Eso llevó al presidente Donald Trump a anunciar el viernes que impondría un arancel adicional del 100 por ciento a China y limitaría las exportaciones de software de Estados Unidos. Pero si bien parecía simplemente otro intercambio de ojo por ojo en la guerra comercial entre Estados Unidos y China, hay mucho más en juego.
“No debemos pasar por alto el punto fundamental con respecto a las tierras raras: China ha desarrollado una política que le otorga el poder de impedir que cualquier país de la Tierra participe en la economía moderna”, escribió el sábado X Dean Ball, quien a principios de este año se desempeñó como asesor principal en la Oficina de Política Científica y Tecnológica de la Casa Blanca.
“Pueden hacer esto porque crearon diligentemente capacidad industrial que nadie más tuvo la fuerza para construir. Estaban dispuestos a soportar los costos – financieros, ambientales y otros – para hacerlo. Ahora el resto del mundo debe hacer lo mismo”.
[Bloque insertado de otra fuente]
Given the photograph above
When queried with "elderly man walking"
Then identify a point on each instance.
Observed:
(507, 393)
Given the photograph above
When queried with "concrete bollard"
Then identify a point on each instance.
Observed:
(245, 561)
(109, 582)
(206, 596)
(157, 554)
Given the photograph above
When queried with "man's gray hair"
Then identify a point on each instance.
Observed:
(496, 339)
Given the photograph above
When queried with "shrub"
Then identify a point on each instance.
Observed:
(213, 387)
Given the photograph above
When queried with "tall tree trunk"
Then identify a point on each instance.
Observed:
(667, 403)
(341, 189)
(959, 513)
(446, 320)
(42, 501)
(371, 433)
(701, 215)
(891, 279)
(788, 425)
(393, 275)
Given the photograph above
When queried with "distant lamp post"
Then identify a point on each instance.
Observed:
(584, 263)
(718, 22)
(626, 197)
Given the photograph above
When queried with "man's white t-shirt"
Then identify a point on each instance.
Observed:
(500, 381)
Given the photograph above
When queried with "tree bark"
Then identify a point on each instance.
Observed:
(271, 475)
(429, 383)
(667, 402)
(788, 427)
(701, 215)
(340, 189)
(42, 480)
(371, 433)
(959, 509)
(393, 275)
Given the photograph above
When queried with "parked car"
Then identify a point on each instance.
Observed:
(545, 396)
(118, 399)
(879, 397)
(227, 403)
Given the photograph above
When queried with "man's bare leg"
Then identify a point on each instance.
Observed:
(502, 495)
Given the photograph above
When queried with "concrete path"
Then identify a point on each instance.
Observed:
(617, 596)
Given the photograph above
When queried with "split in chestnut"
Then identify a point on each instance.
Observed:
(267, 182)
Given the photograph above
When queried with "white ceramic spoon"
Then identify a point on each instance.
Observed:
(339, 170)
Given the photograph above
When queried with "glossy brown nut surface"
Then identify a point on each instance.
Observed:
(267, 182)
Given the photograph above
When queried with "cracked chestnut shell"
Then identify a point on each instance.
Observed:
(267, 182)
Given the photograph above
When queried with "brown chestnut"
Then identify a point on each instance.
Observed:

China tiene un dominio absoluto sobre las tierras raras y produce más del 90% de los metales e imanes de tierras raras reciclados del mundo. Se utilizan en muchas industrias, desde el sector tecnológico hasta los fabricantes de automóviles y los contratistas de defensa.
Son tan importantes que las compañías automotrices estadounidenses han recortado la producción debido a la escasez de tierras raras, ya que China utilizó su suministro para contrarrestar los aranceles de Trump.
Si bien las conversaciones en curso entre Washington y Beijing han facilitado un poco el acceso, las tensiones comerciales han ido aumentando antes del último estallido del viernes.
Por ejemplo, Estados Unidos ha tomado medidas para restringir la exportación de productos semiconductores de otros países a China. Y la semana pasada, Estados Unidos anunció cargos portuarios a los barcos chinos, lo que llevó a Beijing a imponer un cargo similar a los barcos estadounidenses que atracan en puertos chinos. China también inició una investigación antimonopolio sobre el fabricante estadounidense de chips Qualcomm.
“En otras palabras, Estados Unidos puede aislar a China de los chips de hoy, pero China puede hacer que sea mucho más difícil para China crear los chips y otras tecnologías avanzadas del mañana”, dijo Michael Froman, presidente del Consejo de Relaciones Exteriores y exrepresentante comercial de Estados Unidos, en una publicación de Substack el viernes.
El economista Robin Brooks, miembro de la Brookings Institution, señaló que los mercados esperan que la nueva amenaza arancelaria de Trump a China sea contraproducente para Estados Unidos.
Pero rechazó la idea de que China tenga una ventaja sobre Estados Unidos y dijo en una publicación del domingo que sus exportadores están sufriendo la caída de sus ganancias debido a los aranceles de Trump.
“Esto significa que China podría utilizar tierras raras para intensificar la confrontación con Estados Unidos porque no tiene otra opción”, explicó Brooks. “El golpe al sector exportador es demasiado significativo, por lo que es necesario aumentar las tasas en un intento de reducir los aranceles estadounidenses”.
Por su parte, Beijing se mantuvo desafiante y el Ministerio de Comercio dijo el domingo que China no quiere una guerra arancelaria pero no le teme. También afirma que los controles de las exportaciones no son una prohibición del suministro de metales de tierras raras, sino un derecho soberano.
El ex asesor de la Casa Blanca, Ball, que ahora es miembro principal de la Fundación para la Innovación Estadounidense, dijo que los estrictos controles de China sobre las tierras raras brindan una oportunidad para que el resto del mundo construya una nueva cadena de suministro que pueda contrarrestar el desarrollo de armas de cualquier nación.
“Recordemos siempre que la oferta es elástica”, añadió. “Si nuestras vidas dependen de ello, podemos superar muchos problemas mucho más rápido de lo que piensan los políticos de Beijing, Bruselas y Washington”.